Implement payment authentication retry logic for soft declines. When an issuer requests authentication (response code 65 or equivalent), your integration should re-submit through 3DS rather than abandoning the transaction. This recovers a meaningful portion of revenue that would otherwise be lost to SCA-related declines.
Common Mistakes
Skipping 3DS on subscription sign-ups. Some merchants exempt the first charge to reduce friction, then attempt MITs without a properly authenticated mandate. Issuers increasingly decline MITs that lack a valid CIT reference, and no liability shift exists for the original charge if fraud occurs.
Sending CVV on repeat CITs using stored cards. When a returning customer pays with a card-on-file, merchants must not transmit the CVV — card network rules prohibit storing CVV post-authorization. Sending a fabricated or blank CVV can trigger hard declines or card scheme violations.

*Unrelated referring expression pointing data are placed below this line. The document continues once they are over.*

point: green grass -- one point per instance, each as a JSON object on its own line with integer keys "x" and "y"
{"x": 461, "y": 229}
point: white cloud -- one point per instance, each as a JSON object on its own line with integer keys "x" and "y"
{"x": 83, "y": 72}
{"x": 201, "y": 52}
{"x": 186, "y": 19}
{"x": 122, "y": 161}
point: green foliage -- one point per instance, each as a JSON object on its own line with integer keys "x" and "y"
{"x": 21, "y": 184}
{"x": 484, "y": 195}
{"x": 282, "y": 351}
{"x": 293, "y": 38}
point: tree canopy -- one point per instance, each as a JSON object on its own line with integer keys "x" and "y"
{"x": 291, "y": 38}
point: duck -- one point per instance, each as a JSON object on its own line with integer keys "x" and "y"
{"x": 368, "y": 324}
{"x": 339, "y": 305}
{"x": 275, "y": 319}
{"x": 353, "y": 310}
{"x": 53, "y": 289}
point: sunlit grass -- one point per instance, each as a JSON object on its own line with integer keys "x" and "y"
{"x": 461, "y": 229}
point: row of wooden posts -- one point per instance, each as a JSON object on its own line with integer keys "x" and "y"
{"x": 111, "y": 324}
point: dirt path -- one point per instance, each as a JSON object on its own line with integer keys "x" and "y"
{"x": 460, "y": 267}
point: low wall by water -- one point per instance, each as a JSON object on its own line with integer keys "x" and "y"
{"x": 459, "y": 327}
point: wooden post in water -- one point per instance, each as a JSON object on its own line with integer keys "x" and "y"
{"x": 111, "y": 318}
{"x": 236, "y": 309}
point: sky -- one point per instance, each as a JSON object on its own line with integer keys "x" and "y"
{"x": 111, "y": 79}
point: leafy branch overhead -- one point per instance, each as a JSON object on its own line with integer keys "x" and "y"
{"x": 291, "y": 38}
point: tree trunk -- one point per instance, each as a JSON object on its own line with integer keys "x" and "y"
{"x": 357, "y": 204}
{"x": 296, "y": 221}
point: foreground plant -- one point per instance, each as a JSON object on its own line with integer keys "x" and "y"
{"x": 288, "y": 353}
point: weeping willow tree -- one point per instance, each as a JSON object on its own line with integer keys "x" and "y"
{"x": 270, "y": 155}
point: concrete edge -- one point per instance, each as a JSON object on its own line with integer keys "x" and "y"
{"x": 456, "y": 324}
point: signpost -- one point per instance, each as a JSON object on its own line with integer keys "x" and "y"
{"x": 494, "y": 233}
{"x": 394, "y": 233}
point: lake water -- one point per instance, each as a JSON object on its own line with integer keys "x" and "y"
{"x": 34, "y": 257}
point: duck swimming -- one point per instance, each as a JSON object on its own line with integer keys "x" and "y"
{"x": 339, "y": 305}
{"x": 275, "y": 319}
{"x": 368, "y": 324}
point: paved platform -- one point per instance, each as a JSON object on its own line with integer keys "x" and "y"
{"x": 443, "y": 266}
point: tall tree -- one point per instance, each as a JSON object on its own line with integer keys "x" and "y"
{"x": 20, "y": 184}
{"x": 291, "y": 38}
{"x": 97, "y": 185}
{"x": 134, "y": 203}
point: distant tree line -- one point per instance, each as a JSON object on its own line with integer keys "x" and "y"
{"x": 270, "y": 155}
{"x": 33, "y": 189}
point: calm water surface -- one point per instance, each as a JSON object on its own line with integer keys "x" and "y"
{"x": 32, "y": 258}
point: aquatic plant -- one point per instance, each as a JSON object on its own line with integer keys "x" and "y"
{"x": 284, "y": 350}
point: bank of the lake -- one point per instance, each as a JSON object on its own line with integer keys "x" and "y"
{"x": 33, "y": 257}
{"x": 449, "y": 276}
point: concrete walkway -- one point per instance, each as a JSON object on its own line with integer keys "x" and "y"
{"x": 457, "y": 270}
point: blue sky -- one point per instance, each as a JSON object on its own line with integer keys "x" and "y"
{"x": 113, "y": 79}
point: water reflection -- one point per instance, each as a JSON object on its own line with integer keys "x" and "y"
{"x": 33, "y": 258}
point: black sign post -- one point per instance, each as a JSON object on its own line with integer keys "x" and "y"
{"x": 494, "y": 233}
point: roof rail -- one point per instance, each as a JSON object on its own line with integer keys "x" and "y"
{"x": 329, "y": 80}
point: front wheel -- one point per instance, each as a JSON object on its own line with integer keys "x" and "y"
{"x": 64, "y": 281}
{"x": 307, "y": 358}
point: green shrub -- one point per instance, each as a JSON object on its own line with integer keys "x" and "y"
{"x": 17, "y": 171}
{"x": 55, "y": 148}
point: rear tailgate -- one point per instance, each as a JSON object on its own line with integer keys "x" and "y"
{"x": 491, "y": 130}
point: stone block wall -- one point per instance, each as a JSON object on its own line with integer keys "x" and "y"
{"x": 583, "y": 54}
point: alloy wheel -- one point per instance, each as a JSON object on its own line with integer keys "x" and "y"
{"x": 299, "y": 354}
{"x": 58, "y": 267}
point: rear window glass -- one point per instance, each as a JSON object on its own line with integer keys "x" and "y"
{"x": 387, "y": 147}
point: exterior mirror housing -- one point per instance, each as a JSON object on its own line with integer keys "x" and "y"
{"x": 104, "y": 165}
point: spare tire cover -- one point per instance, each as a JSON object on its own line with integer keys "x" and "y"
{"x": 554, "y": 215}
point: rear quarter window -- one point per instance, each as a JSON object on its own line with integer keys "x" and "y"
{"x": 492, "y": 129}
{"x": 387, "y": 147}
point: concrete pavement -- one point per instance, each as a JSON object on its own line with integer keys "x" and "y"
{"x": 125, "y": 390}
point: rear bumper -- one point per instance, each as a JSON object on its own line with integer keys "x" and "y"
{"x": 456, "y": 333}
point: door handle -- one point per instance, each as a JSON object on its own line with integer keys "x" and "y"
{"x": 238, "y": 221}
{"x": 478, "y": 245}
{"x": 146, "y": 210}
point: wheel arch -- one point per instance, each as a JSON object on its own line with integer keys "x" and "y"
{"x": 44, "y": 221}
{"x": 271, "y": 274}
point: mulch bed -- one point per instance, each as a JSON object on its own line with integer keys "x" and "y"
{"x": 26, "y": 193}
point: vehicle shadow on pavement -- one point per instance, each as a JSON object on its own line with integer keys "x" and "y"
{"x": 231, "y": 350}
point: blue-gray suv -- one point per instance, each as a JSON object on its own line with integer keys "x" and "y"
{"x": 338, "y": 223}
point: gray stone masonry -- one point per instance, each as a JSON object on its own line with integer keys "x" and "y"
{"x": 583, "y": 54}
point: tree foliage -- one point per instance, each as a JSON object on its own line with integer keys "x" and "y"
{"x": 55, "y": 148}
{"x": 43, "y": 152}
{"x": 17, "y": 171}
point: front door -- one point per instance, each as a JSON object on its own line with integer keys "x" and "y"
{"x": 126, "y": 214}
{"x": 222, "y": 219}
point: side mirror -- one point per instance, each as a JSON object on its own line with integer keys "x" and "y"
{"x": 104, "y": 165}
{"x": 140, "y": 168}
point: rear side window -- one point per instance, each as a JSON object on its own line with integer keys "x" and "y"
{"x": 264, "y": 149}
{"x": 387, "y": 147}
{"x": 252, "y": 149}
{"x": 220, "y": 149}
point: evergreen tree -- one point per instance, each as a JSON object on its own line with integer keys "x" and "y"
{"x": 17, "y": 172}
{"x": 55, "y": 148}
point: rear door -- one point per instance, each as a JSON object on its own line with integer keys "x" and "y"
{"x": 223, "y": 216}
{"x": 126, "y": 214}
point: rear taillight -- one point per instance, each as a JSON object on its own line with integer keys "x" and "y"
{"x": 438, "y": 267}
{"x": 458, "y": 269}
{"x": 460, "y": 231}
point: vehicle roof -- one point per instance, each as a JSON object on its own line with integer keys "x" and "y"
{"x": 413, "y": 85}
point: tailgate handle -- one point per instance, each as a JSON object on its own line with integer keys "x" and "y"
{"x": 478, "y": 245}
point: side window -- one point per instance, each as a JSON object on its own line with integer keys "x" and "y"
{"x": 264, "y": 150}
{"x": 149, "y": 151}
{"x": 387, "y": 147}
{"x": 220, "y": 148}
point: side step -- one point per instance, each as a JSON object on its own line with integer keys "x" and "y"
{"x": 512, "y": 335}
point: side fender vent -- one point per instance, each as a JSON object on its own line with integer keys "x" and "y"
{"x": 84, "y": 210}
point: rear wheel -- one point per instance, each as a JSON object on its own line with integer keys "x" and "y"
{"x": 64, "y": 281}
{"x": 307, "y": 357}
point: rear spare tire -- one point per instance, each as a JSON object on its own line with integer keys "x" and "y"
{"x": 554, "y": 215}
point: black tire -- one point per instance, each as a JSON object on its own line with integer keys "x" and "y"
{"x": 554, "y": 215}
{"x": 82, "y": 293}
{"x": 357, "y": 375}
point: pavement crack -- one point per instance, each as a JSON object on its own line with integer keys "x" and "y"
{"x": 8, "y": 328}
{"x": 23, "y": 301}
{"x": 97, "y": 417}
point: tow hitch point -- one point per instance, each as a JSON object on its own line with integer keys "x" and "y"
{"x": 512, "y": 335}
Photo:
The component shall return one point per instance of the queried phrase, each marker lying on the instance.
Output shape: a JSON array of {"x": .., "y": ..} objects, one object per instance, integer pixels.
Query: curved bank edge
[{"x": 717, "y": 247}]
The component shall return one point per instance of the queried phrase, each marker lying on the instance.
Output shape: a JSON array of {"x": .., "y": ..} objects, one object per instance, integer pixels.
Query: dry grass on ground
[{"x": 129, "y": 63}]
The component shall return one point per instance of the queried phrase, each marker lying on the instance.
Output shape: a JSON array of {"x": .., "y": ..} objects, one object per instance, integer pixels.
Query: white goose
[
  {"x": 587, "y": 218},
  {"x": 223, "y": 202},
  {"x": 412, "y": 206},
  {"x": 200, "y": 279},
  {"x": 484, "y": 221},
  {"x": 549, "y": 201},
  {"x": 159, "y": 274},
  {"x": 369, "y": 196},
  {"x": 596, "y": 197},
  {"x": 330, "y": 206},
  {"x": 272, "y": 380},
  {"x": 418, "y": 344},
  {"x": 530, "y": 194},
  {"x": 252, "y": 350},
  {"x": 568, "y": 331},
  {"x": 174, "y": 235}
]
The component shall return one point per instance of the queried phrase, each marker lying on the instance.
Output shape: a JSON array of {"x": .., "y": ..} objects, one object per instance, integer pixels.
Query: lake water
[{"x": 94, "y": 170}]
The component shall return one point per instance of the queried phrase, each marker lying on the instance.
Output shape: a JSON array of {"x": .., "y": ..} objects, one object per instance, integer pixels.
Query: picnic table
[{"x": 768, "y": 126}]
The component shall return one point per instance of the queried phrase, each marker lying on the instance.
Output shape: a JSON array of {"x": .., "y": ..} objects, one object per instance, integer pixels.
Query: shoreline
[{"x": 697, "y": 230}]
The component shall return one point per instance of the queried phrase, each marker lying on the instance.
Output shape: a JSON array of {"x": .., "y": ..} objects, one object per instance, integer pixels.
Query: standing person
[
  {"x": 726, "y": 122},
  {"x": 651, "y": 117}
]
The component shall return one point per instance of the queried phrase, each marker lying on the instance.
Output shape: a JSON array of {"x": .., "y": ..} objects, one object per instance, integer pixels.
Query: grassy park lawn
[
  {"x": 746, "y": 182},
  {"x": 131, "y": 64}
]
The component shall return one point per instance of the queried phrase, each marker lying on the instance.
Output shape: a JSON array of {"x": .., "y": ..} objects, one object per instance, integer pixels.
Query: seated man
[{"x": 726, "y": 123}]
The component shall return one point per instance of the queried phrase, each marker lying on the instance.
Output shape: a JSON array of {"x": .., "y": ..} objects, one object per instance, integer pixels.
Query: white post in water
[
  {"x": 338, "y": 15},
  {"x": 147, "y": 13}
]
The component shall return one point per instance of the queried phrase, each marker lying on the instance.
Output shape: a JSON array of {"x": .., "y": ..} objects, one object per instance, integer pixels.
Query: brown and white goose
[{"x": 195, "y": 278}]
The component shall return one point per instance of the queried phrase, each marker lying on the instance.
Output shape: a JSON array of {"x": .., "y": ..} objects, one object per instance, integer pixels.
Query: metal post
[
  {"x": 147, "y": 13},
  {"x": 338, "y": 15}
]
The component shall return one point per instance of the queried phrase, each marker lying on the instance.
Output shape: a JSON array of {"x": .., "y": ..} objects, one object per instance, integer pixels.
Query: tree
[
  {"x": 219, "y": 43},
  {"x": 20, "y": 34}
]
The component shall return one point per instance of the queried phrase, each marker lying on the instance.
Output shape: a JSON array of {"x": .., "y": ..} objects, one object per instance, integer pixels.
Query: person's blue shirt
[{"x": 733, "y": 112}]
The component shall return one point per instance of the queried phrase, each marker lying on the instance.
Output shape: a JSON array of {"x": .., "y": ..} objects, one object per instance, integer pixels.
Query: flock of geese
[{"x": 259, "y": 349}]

Misclassifying installment initiation as a one-time transaction. If the recurring or installment flag is omitted on the CIT, subsequent installment charges will not have a valid mandate reference, leading to higher decline rates and potential scheme penalties.
Ignoring soft decline codes. Response code 65 (authentication required) is an issuer instruction to re-run through 3DS, not a final decline. Merchants that treat it as a hard decline lose recoverable revenue. Build handling for this code into your authorization retry logic.
Failing to pass authentication data to the acquirer. Completing 3DS but omitting the ECI indicator and authentication value from the authorization request means the issuer never sees proof of authentication. The transaction is treated as non-authenticated, liability shift does not apply, and approval rates suffer accordingly.
Customer-Initiated Transaction (CIT) and Tagada
Tagada's payment orchestration layer handles CIT classification and authentication data routing automatically across all connected processors and acquirers. When a transaction enters Tagada's flow, it is evaluated against SCA rules, exemption thresholds, and card network requirements before being dispatched — ensuring the correct authentication data is attached to every authorization request.
When setting up a new subscription product on Tagada, configure the recurring indicator at the plan level rather than per-transaction. Tagada will automatically mark the first charge as a CIT with mandate establishment and all subsequent renewals as MITs with the correct network transaction ID reference — eliminating manual flagging errors that cause decline spikes on renewal cycles.